Les réactions des acteurs du logement

Du côté des associations, on se félicite de ce rejet. L'Union sociale pour l'habitat (USH) a salué une décision « responsable et cohérente avec les enjeux de cohésion sociale ». La Fondation Abbé Pierre, de son côté, estime que « ce projet est une menace directe pour les plus précaires » et appelle le gouvernement à « revoir sa copie ».

En revanche, le gouvernement défend son projet. Interrogé par nos confrères, le ministre du Logement a déclaré : « Nous prenons acte de cet avis, mais nous restons convaincus que la simplification des aides est nécessaire. Nous allons poursuivre les concertations pour améliorer le dispositif. »
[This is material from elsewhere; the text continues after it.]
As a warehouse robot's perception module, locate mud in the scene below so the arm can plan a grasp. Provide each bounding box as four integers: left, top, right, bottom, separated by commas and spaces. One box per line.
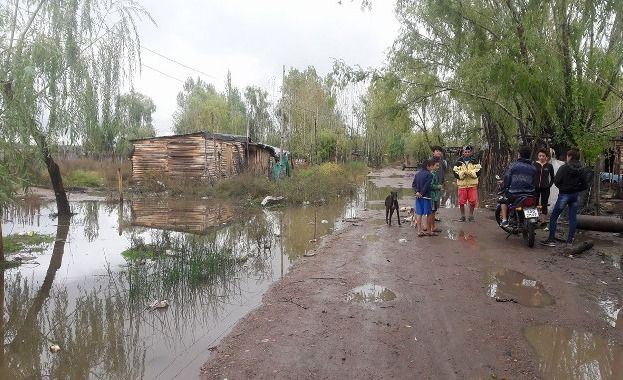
201, 169, 623, 380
Un avis consultatif mais politiquement lourd

Bien que l'avis du CNH ne soit pas contraignant, il constitue un signal politique fort. Alors que le texte doit être examiné prochainement au Parlement, ce rejet pourrait fragiliser la majorité et donner des arguments à l'opposition. Plusieurs députés de la majorité ont d'ailleurs exprimé leurs réserves sur le calendrier et le contenu de la réforme.

Les prochaines semaines s'annoncent décisives pour l'avenir de l'ASU. Le gouvernement devra convaincre les acteurs du logement et les parlementaires que sa réforme ne portera pas préjudice aux plus modestes. Un défi de taille, alors que la précarité énergétique et la crise du logement restent des préoccupations majeures pour les Français.